Testing all parts of an application working together. In older spring apps (before spring boot), this was difficult because required starting up a container or mocking it. Also needed the spring context to be available, and this was slow to setup. Also if tests were changing data in database, needed a custom solution to ensure database state is consistent.

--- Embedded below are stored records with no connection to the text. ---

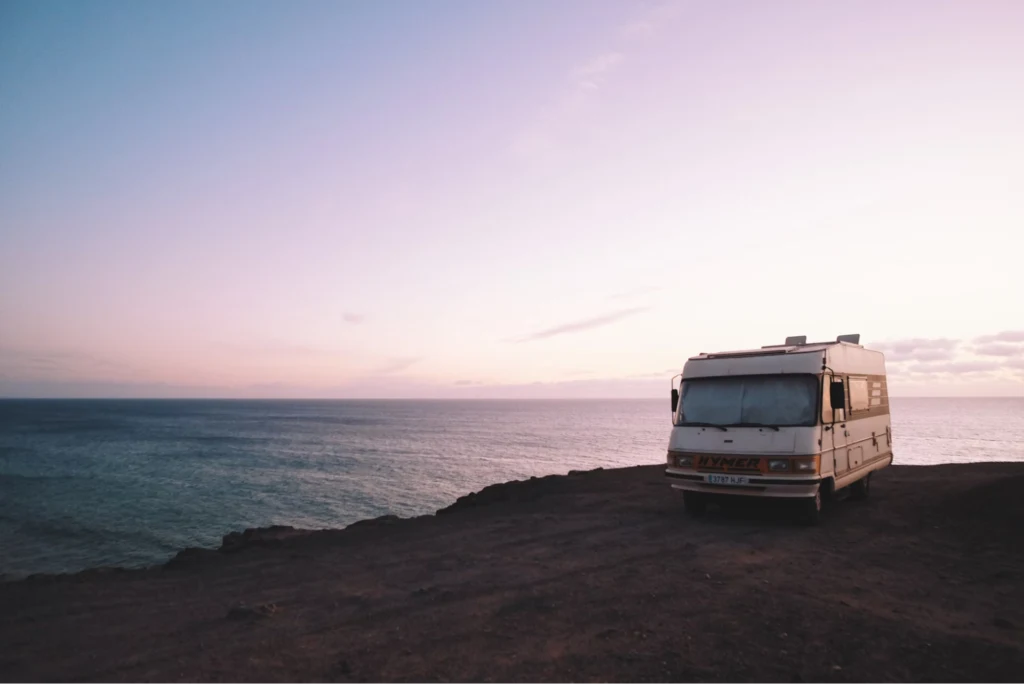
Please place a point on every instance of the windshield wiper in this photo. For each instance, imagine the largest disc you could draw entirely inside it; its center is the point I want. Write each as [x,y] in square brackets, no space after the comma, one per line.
[697,424]
[770,427]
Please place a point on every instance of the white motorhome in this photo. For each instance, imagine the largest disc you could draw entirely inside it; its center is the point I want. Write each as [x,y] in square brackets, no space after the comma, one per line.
[798,421]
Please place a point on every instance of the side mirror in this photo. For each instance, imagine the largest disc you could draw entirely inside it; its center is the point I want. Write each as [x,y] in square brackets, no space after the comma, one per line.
[837,394]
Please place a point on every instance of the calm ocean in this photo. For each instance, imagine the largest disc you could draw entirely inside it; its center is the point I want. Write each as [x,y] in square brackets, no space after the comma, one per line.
[130,482]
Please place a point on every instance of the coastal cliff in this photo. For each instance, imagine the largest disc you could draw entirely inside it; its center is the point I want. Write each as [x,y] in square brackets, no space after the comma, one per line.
[591,576]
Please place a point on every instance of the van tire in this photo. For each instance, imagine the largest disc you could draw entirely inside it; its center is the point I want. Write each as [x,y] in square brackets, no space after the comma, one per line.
[694,503]
[810,509]
[860,488]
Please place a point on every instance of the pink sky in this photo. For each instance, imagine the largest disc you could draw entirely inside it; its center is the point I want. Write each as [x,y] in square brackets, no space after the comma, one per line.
[504,199]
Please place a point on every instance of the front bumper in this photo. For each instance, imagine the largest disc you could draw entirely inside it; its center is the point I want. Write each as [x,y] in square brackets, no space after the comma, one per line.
[773,487]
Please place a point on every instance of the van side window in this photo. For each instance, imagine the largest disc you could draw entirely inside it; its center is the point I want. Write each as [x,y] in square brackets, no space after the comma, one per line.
[858,394]
[827,416]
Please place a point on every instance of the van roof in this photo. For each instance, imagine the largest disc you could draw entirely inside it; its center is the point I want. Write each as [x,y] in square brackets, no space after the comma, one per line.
[773,349]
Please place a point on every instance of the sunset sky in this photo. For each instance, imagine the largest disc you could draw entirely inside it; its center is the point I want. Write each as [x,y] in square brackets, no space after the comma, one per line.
[504,199]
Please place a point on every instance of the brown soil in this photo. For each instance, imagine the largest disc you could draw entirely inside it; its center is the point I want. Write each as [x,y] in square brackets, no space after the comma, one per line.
[590,578]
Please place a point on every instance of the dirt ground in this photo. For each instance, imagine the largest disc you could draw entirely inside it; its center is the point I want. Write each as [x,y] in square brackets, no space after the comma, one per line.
[596,576]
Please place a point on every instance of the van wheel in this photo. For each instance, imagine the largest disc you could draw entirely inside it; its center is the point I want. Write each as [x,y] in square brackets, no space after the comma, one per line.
[860,488]
[694,503]
[810,509]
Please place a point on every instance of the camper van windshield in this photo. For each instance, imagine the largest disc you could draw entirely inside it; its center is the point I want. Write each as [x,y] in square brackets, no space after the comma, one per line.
[758,399]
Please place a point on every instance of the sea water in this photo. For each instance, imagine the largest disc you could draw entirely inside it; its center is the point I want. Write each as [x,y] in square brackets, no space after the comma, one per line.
[130,482]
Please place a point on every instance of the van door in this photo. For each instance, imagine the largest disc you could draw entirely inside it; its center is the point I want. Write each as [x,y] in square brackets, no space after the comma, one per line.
[836,426]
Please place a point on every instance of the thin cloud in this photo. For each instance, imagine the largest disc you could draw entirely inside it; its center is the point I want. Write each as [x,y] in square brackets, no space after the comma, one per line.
[584,325]
[397,365]
[1005,336]
[999,349]
[591,75]
[638,292]
[956,368]
[919,349]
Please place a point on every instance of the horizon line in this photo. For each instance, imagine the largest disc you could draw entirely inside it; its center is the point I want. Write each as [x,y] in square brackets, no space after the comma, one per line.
[420,398]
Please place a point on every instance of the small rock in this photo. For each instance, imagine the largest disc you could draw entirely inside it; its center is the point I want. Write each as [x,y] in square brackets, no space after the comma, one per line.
[244,611]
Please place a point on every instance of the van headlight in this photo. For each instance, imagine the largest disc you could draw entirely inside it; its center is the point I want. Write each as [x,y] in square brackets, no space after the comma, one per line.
[806,466]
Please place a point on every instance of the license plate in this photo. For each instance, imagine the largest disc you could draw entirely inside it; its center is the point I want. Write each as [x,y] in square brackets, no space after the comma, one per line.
[727,479]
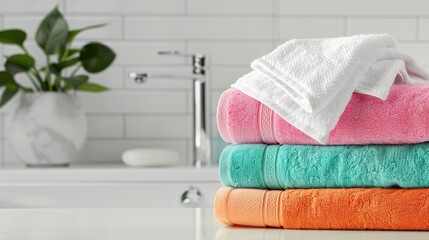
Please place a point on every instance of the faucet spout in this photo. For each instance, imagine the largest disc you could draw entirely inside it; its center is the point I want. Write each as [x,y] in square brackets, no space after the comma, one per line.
[201,139]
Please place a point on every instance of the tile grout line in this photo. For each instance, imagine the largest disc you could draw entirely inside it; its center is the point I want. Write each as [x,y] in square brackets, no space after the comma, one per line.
[418,29]
[124,126]
[123,30]
[345,25]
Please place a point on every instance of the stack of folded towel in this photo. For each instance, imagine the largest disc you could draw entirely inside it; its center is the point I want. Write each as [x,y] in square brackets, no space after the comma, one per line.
[348,128]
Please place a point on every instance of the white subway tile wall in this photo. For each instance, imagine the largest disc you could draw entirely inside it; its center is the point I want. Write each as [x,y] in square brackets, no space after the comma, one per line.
[231,32]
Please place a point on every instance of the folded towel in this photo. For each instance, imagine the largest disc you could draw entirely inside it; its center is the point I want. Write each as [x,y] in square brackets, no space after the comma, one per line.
[352,208]
[402,119]
[309,82]
[305,166]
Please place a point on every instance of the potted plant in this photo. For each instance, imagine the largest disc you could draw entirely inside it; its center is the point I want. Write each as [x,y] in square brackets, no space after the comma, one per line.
[48,122]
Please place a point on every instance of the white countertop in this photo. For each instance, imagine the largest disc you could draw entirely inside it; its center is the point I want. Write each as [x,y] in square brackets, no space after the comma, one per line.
[174,223]
[18,173]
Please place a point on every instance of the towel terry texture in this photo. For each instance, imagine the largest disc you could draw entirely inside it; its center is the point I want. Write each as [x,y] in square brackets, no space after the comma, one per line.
[310,81]
[352,208]
[306,166]
[402,119]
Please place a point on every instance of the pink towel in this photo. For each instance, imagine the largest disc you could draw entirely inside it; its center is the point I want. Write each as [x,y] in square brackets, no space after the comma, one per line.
[402,119]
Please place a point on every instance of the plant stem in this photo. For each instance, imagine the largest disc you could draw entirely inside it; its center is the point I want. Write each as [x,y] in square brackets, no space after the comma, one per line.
[48,73]
[33,81]
[76,70]
[57,84]
[24,49]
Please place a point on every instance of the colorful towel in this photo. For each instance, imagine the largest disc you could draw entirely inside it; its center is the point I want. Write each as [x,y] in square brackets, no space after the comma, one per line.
[353,208]
[306,166]
[402,119]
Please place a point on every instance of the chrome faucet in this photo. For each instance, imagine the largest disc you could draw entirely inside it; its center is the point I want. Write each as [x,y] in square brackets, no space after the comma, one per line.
[201,140]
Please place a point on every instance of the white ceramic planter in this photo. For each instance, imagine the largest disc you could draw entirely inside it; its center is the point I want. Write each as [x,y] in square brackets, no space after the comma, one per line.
[48,129]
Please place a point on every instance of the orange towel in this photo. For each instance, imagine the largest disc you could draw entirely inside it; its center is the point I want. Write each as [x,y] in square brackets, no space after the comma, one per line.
[349,208]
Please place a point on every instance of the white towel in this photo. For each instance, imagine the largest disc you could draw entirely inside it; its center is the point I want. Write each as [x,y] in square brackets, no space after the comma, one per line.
[309,82]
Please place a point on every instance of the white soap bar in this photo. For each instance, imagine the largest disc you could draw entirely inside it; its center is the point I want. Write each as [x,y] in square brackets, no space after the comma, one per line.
[150,157]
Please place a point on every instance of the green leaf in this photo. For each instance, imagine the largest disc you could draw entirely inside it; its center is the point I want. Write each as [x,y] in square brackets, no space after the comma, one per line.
[72,51]
[92,87]
[13,36]
[74,33]
[19,63]
[76,81]
[96,57]
[52,32]
[7,80]
[68,62]
[8,94]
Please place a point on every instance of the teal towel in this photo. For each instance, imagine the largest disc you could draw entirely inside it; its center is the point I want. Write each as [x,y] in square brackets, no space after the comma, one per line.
[307,166]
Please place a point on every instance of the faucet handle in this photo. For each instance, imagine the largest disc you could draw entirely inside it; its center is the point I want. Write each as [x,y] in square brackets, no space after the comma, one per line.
[174,53]
[198,60]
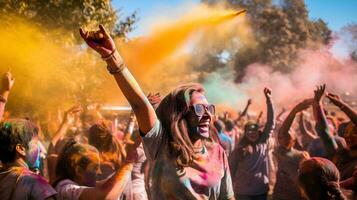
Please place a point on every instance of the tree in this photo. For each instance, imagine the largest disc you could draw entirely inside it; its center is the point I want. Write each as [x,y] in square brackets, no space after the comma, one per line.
[74,78]
[69,15]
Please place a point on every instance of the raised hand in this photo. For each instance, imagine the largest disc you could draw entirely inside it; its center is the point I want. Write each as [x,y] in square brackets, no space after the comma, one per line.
[250,101]
[303,105]
[267,93]
[99,40]
[335,99]
[70,114]
[319,92]
[7,82]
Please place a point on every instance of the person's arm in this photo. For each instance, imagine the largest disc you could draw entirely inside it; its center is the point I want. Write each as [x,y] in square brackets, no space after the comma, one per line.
[321,122]
[5,88]
[337,101]
[245,111]
[269,125]
[285,127]
[102,43]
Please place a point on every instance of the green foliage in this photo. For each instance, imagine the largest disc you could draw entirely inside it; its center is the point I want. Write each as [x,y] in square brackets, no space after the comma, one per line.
[280,31]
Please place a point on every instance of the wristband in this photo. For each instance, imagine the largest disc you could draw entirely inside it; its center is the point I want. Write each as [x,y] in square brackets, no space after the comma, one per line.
[116,70]
[109,56]
[2,99]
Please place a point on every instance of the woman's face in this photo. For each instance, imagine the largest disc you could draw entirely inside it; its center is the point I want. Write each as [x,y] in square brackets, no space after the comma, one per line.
[351,136]
[33,153]
[199,125]
[252,133]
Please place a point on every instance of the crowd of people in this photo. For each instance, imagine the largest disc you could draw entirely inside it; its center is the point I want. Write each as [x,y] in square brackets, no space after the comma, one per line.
[178,147]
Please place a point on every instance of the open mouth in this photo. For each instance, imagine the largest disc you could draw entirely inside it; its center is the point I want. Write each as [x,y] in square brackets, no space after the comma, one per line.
[203,126]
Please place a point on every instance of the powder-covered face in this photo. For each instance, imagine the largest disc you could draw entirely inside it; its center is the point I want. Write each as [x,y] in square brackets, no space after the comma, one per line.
[286,140]
[351,135]
[199,125]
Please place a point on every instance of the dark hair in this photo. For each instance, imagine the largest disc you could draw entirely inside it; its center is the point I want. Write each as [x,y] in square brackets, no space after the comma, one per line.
[73,155]
[101,137]
[229,124]
[171,113]
[319,178]
[219,125]
[13,132]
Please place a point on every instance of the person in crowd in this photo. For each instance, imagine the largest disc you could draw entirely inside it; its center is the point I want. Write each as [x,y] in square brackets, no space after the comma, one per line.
[318,178]
[249,160]
[19,151]
[328,143]
[59,140]
[110,150]
[77,169]
[190,163]
[288,158]
[7,83]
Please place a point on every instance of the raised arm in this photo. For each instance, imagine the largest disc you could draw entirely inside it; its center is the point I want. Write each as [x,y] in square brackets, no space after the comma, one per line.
[337,101]
[245,111]
[321,122]
[102,43]
[303,129]
[270,123]
[5,88]
[285,127]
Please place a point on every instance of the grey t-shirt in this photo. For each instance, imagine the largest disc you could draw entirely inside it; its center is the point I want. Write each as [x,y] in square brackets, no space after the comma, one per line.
[208,177]
[21,183]
[251,169]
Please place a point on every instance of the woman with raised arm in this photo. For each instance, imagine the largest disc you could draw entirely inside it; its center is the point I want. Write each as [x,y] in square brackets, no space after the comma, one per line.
[288,158]
[190,163]
[5,88]
[249,160]
[318,178]
[328,145]
[347,160]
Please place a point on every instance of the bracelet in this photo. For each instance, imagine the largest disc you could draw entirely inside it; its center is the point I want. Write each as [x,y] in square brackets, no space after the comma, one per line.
[2,99]
[116,70]
[109,56]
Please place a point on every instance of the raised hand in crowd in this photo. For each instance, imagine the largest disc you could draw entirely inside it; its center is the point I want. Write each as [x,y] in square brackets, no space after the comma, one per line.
[322,127]
[7,83]
[337,101]
[102,43]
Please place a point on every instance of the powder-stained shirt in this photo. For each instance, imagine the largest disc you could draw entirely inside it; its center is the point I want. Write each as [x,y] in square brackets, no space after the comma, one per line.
[69,190]
[21,183]
[208,177]
[286,178]
[317,148]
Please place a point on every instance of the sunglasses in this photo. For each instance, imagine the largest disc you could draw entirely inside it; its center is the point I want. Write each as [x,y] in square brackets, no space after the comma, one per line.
[200,109]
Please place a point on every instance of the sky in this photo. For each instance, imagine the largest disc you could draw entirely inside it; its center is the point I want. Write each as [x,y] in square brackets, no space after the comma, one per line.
[337,13]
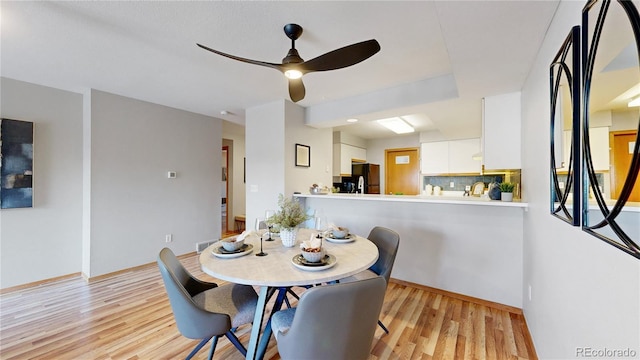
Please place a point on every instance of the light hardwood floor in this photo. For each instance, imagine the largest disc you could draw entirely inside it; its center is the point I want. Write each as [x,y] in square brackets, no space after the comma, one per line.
[127,316]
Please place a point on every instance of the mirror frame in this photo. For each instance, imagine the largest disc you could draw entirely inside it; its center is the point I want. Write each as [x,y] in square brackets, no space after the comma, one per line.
[557,69]
[624,242]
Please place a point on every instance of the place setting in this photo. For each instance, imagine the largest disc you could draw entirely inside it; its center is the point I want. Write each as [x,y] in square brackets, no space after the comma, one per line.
[233,247]
[339,235]
[313,256]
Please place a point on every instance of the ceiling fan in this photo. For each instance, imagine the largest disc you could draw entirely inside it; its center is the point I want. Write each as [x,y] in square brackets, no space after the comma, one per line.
[293,67]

Spring Boot solves some of these integration issues:

  • No external container, easier to startup (recall spring boot apps are just a plain java app, with an embeddee container)
  • Spring context still required, but spring boot provides auto configuration
  • App/Test startup can still be slow though
  • Maintaining consistent database state is still an issue

Demo: Integration Testing

To convert a JUnit test into an integration test:

  • Add @RunWith(SpringJUnit4ClassRunner.class) annotation to test class. This Spring-based test class runner is part of the Spring test tools that the test starter transitively included in the project.
  • Add @SpringApplicationConfiguratinon annotation to test class. This is a Spring Boot annotation and you supply your main class as the annotation parameter. This tells Spring Boot how to configure and start the application. This is like calling main void app, but embedded in the context of a unit test.

Example integration test

Demo: Web Integration Testing

Testing the actual REST API exposed by controllers. Use the @WebIntegrationTest annotation. Also needs the other annotations from integration testing.

Use RestTemplate to programmatically call an API.